このように、オンプレミス展開は技術的な課題と企業文化の両面から検討が必要な領域として位置づけられています。野村氏は、これらの課題に対する段階的なアプローチの重要性を示唆しています。
10.3. 日本企業特有の課題と対応
日本企業における生成AI導入の特有の課題について、野村氏は独自の視点から分析を提供しています。
セキュリティ要求への対応について、野村氏は特に日本企業の慎重な姿勢を指摘しています。「万が一バグによってでもですね学習してないと言い張っている損害賠償も払うと言ってるオープンAだって信用できない」という態度は、日本企業に特徴的な慎重さを示しています。これは、単なるセキュリティ技術の問題ではなく、企業文化や責任の考え方にまで及ぶ本質的な課題となっています。
文化的な配慮について、野村氏は特にアメリカとの対比を示しています。「アメリカはまあAI応用にしてもですね、データサイエンスで応用にしても、ナレッジマネジメントにしても、やっぱり自動化というものが全面に出てきます」という状況に対し、日本では「少子高齢化で人がどんどん減ってく」という社会的背景から、異なるアプローチが必要だと指摘しています。

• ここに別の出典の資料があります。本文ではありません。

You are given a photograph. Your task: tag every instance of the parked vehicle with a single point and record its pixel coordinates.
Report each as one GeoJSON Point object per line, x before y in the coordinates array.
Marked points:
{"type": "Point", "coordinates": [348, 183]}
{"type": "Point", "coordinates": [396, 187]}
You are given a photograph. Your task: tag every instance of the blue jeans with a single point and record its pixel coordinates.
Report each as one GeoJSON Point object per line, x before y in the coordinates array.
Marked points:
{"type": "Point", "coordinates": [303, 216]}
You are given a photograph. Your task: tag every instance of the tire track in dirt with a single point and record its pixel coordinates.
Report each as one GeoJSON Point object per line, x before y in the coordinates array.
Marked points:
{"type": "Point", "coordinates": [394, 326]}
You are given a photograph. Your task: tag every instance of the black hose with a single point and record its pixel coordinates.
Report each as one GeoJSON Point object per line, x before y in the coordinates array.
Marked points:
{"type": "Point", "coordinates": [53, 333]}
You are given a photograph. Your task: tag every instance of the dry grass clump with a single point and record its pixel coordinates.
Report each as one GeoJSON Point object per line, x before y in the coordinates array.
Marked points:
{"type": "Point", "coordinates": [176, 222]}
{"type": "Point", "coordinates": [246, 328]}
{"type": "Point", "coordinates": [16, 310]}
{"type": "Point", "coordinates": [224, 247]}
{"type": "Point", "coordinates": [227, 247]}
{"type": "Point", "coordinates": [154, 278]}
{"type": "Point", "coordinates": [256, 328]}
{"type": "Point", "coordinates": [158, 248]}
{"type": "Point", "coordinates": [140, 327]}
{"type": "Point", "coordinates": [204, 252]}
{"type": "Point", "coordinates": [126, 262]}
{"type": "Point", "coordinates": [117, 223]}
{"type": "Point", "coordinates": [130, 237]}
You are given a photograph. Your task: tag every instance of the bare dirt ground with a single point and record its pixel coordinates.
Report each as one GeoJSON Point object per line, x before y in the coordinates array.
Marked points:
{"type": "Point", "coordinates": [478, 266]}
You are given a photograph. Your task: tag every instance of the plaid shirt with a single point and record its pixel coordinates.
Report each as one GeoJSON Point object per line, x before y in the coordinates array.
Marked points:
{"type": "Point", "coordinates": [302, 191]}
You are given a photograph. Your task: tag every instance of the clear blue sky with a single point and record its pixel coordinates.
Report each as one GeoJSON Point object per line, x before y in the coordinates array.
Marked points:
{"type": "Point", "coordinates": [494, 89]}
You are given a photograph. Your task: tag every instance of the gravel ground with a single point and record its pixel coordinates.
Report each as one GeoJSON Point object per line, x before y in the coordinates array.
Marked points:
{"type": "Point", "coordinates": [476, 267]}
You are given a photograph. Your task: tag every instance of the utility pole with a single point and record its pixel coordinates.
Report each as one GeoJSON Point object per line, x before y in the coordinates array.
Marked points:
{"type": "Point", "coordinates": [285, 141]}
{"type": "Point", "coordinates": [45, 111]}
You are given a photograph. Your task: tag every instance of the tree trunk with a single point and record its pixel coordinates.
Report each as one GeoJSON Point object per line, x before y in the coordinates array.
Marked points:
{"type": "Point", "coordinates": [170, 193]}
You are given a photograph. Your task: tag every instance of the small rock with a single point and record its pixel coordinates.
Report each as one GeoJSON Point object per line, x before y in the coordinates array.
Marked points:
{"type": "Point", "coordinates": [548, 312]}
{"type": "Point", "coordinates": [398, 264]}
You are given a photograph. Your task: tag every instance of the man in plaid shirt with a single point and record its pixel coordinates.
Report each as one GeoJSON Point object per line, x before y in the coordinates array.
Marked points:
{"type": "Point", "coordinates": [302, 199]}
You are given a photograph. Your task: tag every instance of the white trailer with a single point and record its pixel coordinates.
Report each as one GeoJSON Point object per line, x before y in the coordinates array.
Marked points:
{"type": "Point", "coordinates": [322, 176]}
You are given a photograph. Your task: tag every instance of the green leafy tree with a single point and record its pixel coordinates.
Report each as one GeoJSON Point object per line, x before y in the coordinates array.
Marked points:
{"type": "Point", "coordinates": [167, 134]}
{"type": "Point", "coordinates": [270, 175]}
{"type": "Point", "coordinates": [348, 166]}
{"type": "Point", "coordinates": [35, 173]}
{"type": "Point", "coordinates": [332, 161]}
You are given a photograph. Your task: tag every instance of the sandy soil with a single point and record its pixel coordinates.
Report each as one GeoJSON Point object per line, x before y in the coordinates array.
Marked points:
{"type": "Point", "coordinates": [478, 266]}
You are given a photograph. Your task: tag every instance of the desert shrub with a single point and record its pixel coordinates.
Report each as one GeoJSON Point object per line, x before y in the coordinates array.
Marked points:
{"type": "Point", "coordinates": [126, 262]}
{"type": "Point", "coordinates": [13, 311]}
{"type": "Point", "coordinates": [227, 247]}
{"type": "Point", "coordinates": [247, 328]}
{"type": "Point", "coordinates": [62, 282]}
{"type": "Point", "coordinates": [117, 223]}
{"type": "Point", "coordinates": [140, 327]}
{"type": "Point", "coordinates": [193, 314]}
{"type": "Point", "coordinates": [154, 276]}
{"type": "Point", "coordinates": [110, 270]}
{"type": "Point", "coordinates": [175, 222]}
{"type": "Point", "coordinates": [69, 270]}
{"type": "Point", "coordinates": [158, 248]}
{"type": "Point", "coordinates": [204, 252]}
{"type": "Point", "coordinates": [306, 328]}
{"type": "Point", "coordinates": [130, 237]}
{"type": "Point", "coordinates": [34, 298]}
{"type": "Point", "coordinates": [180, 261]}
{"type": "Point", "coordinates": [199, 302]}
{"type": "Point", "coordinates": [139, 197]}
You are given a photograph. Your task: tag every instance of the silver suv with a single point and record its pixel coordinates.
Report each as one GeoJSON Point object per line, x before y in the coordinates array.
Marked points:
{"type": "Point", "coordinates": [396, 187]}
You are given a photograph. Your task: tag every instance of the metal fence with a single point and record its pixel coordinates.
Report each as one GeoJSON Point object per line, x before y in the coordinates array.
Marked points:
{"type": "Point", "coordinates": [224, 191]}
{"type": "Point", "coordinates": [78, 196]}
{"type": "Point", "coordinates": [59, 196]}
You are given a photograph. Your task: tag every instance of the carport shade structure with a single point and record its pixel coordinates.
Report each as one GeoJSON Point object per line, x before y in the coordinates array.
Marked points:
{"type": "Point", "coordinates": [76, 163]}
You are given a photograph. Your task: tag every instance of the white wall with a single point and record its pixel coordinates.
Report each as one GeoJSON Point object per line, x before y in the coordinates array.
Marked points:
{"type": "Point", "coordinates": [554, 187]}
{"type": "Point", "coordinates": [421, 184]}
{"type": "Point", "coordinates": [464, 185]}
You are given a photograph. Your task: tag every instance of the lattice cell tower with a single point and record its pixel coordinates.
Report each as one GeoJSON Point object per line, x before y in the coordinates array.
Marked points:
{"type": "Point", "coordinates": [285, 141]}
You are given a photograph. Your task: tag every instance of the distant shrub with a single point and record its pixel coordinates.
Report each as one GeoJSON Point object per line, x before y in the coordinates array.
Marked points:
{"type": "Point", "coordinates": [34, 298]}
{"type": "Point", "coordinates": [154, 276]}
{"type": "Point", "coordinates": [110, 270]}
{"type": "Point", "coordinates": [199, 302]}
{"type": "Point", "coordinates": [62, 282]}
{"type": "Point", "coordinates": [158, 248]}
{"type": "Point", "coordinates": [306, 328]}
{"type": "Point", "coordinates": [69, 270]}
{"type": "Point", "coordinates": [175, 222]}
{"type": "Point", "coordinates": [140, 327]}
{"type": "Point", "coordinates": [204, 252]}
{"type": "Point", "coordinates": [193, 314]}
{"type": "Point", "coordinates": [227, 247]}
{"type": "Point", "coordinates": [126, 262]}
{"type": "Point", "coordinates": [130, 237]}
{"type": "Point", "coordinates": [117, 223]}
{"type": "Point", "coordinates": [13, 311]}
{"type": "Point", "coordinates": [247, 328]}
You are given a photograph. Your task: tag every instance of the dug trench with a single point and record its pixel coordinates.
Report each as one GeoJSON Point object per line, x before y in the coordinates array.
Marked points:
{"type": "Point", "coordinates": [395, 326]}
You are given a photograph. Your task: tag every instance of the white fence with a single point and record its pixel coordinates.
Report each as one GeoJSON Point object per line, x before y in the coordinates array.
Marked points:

導入戦略の最適化について、野村氏は具体的な提言を行っています:
- 「グロコムさんていうのはま大学としてですね大学っていうのは人類規模のナジマネジメント」という視点から、より広い文脈での知識管理の重要性
- 「昔の大学の先生は20年間基だノートをずっと使い続けてる」という状況から、「ノートを1週間で取り替えましょう」という変革の必要性
- 「生成えいもそのま毎処理ツールも使うしかない」という現実的な対応の重要性
特に注目すべき点として、野村氏は「今までの10倍ぐらいの仕事を、今までの8割7割6割の人数でやるにはAIが必須」という認識を示しながら、これを単なる効率化や人員削減ではなく、サービスレベルの向上を伴う変革として位置づけています。
このように、日本企業における生成AI導入は、技術的な課題解決だけでなく、文化的な文脈を踏まえた包括的なアプローチが必要とされています。